A história de Eike Batista daria um filme nas mãos certas, uma história de riqueza e poder, com altos e baixos, episódios de infidelidade (no trabalho e em casa), culminando na sua prisão. Talvez haja mais assunto para uma novela mais do que para um filme, mas Eike – Tudo ou Nada opta certeiramente em fazer um registro de um momento na vida do empresário: sua queda a partir da exploração da indústria petrolífera. Esse é um dos poucos acertos do longa.
Baseado no livro homônimo da jornalista Malu Gaspar, o longa dirigido pela dupla Dida Andrade e Andradina Azevedo não sabe muito bem onde quer chegar, nem bem por onde ir. Eike é herói ou vilão? A opção parece ser pela segunda alternativa, mas, o tempo todo o filme o coloca como uma vítima bem intencionada que só se deu mal por sua ingenuidade e envolvimento com as pessoas erradas.
O filme começa com Eike (Nelson Freitas), um empresário de sucesso dos setores e energia e mineração, que resolve se envolver com petróleo. Suas empresas, cujos nomes e siglas sempre terminam em X, são, para usar o jargão da área, cases de sucesso, mas, aparentemente, não graças a ele e suas atitudes intempestivas. O filme é narrado por um conselheiro das empresas, Benigno (Thelmo Fernandes), e também melhor amigo (senão o único) do protagonista.
O grupo também conta com Laerte (Marcelo Valle, muito bem), o presidente do grupo, e o Dr. Oil (Xando Graça, roubando a cena), um geólogo que descobriu o pré-sal pela Petrobras, e Eike coopta para sua equipe com o objetivo de obter com mais facilidade acesso a um grande lote no leilão promovido pelo governo. Este, no entanto, ao saber que o empresário tem informações privilegiadas, altera todo o leilão.
O filme tem um pé na comédia – e bem poderia se levar menos a sério – , quando. por meio de um par de óculos de realidade virtual. ele vê lances de sua vida; ou quando abandona a primeira esposa para casar com Luma de Oliveira (Carol Castro), que estava grávida dele, e mais tarde o trairia com um bombeiro.

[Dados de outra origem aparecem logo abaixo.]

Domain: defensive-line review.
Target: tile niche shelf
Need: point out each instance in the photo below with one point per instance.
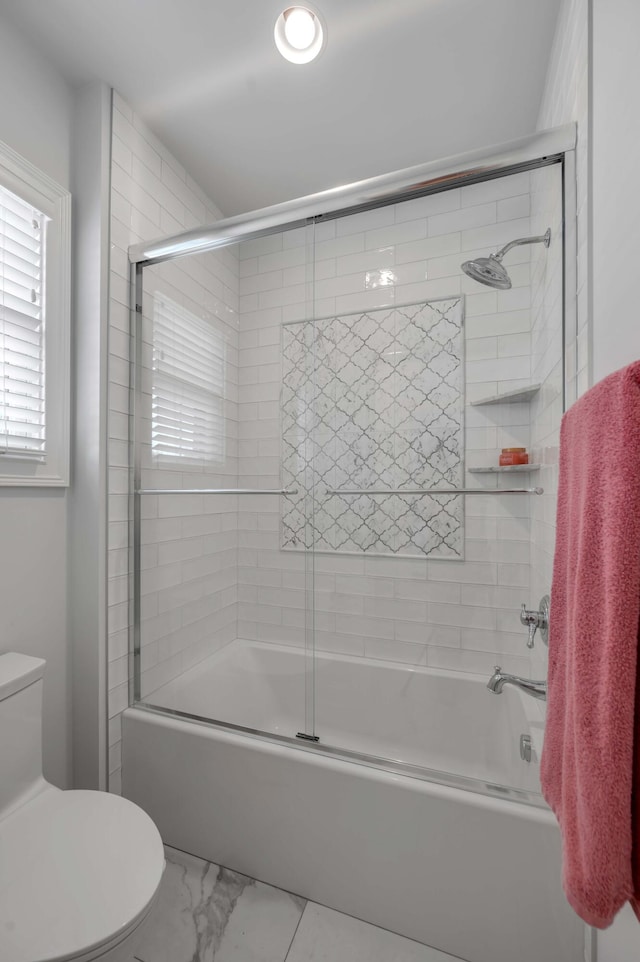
(517, 396)
(508, 469)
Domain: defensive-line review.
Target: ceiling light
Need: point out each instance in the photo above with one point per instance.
(298, 34)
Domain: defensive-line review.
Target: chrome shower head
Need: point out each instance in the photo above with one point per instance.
(490, 270)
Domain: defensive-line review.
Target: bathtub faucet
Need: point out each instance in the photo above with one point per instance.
(537, 689)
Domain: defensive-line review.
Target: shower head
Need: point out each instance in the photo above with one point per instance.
(490, 270)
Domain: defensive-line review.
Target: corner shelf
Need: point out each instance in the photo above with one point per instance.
(510, 397)
(509, 469)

Com uma visão um tanto estranha do jogo político e calcada na ideia de empreendedorismo, Eike – Tudo ou nada toma, mesmo que involuntariamente, partido de seu protagonista, que, não poucas vezes, berra que sustenta várias famílias com os empregos que gera – o que não é bem assim, afinal, sua riqueza não vem apenas de investimentos, mas especialmente da produção desses funcionários.